Bertha is the 6th strongest pre-August hurricane on record, and the 5th earliest pre-August hurricane.  The combination of these traits yields the 3rd strongest hurricane so early in the season (105kts on Jul 8).  Only Audrey (6/27/57) and Alma (6/8/66) were earlier AND stronger.  Bertha also shattered the record for furthest east formation for a pre-August tropical storm, hurricane, and major hurricane.  Thanks to Phil Klotzbach and Jeff Masters for pointing these climatological features out!

It is possible that in a few days, conditions will improve slightly and the storm will be allowed to once again intensify.  Bermuda should still be watching this, but it seems more and more likely that Bertha will recurve just east of Bermuda given the current 4-5-day forecasts of the weakness in the subtropical ridge.

Elsewhere, a large easterly wave is just exiting the African coast today, but has little circulation associated with it, and none of the forecast models indicate development.

Please visit my tropical Atlantic headquarters.

28 May 2009

Tropical Depression 1 forms before the official start of hurricane season...

Much like last season, this season is getting a slight jump start.  In 2008, Arthur formed on May 31, and now, TD1 has formed off the US east coast.  It came as no big surprise however, as it has been festering since early in the Memorial Day weekend in the Bahamas. 

In the past 24 hours, it has gotten much better organized.  Yesterday at this time, it was a vigorous low-level swirl off of Cape Hatteras.  Today, is has persistent deep convection over the center, and is taking advantage of low vertical shear and the relatively warm waters in the thin ribbon of the Gulf Stream.  It has about a day to intensify further before an approaching trough will increase the shear and nudge it over cold sea surface temperatures (SSTs).  At 15Z today, the TD1 was located at 37.3N 71.0W and heading NE at 15kts.  Maximum winds are 30kts with a minimum sea level pressure of 1007mb.  It is forecast to track NE toward the open north Atlantic... a menace only to shipping.  If it reaches 35kt+ intensity, it would be upgraded to TS Ana.

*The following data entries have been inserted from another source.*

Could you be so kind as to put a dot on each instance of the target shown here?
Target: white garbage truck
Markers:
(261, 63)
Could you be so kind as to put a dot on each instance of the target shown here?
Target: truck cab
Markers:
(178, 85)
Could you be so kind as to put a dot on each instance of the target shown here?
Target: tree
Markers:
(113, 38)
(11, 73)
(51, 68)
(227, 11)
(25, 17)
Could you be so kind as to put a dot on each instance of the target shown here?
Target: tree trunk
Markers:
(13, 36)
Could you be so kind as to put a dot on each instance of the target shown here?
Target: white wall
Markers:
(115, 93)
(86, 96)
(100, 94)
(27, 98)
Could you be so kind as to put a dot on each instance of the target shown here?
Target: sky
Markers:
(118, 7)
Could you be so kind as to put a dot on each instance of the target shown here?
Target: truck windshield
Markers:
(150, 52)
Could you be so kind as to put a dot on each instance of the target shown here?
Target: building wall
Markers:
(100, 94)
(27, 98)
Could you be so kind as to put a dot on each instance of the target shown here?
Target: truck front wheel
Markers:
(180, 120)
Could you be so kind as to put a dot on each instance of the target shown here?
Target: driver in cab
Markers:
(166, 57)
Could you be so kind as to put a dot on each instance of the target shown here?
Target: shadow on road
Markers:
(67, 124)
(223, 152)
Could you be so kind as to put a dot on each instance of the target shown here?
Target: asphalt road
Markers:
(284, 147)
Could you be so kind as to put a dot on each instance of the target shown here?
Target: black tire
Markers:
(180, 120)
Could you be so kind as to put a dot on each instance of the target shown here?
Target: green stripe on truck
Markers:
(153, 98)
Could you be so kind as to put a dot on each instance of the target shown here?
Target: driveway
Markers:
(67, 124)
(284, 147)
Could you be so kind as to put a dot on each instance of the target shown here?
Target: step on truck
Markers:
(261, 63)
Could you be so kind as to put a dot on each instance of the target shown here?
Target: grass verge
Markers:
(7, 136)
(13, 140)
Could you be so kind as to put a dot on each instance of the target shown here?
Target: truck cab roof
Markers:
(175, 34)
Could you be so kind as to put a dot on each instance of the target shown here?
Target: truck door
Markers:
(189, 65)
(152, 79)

To everyone who has joined this mailing list since last season ended, welcome!  I try to keep the updates and discussion brief yet informative; hopefully insightful when necessary.  If you ever have a question about a term or phrase I use, please just ask.  This list includes people from all walks of life... from grade school teachers, military personnel, hurricane researchers, business owners, resort staff, professors, students of all ages, friends, family, media, etc.  Although I may occasionally express surprise at a discussion or forecast made by the National Hurricane Center, it is my policy (and my university's policy) to report their official positions and forecasts, so please do not ask me for my own personal forecast... especially regarding landfall.